For the inference model, call Qwen Max latest through Alibaba Cloud’s API.
For retrieval:
- use Qwen 3-Embedding-8B for embeddings
- use Qwen 3-Reranker-4B for reranking
Deploy local models through Ollama.
If the inference model must also be local, then Qwen3-14B or DeepSeek R1 14B would be the recommended options.
If you have less than 12 GB of local memory
Still use Cherry Studio.
For models:
- inference: Qwen3-8B
- embedding: Qwen 3-Embedding-8B or 4B
- reranking: Qwen 3-Reranker-4B
My own intuitive view is that if the local inference model is smaller than 32B, local deployment starts to lose much of its meaning—especially now that API pricing keeps getting cheaper.

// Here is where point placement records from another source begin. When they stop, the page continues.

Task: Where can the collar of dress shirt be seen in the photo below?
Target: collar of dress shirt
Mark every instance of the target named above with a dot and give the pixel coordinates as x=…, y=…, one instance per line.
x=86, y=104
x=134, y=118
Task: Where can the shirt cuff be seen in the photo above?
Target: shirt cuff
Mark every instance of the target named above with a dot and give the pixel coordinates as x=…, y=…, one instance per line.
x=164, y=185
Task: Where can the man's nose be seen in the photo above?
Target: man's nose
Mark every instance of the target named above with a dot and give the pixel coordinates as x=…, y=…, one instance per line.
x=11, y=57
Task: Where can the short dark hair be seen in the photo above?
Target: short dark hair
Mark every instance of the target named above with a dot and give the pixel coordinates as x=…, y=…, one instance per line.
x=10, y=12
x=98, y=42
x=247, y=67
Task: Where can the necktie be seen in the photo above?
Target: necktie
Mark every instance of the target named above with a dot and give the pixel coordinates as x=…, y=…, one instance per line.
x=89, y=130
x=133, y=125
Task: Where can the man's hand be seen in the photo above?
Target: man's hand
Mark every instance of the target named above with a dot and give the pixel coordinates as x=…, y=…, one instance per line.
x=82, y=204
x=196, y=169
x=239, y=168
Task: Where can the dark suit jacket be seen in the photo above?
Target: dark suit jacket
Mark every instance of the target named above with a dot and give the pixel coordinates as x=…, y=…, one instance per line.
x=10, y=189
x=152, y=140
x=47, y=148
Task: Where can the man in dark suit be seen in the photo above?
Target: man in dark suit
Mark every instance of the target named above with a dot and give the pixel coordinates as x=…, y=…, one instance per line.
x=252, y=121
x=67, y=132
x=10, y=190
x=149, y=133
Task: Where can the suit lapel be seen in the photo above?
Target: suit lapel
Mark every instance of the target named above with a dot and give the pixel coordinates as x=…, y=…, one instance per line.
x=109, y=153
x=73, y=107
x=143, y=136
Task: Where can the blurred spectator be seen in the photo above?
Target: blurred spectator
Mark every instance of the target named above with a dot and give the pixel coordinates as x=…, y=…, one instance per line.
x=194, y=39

Whatever the setup, memory management has to be strict. The inference, embedding, and reranking models should not run simultaneously. One should finish, release memory, and only then should the next one start.
A suggestion I received from DeepSeek was to set the LLM context window parameter like this: ctx-size = 4096. The default 8192 may trigger OOM.
DeepSeek also suggested a hybrid architecture: keep both online and local inference available, and route requests automatically based on output size. If the required output exceeds the local model’s threshold—for example, more than 4K—then hand the task off to the online inference model.
Why online tools make more sense for most people
A lot of online AI products now advertise 128K output, which is already enough for generating articles longer than 20,000 characters. That is far beyond what a local 14B model can realistically do. Doubao reportedly supports 256K output, which translates to more than 40,000 Chinese characters.
As models continue to improve, long-form generation will only become easier, output quality will keep rising, and API costs will likely continue falling. If that trend holds, the case for local deployment becomes weaker and weaker for ordinary users.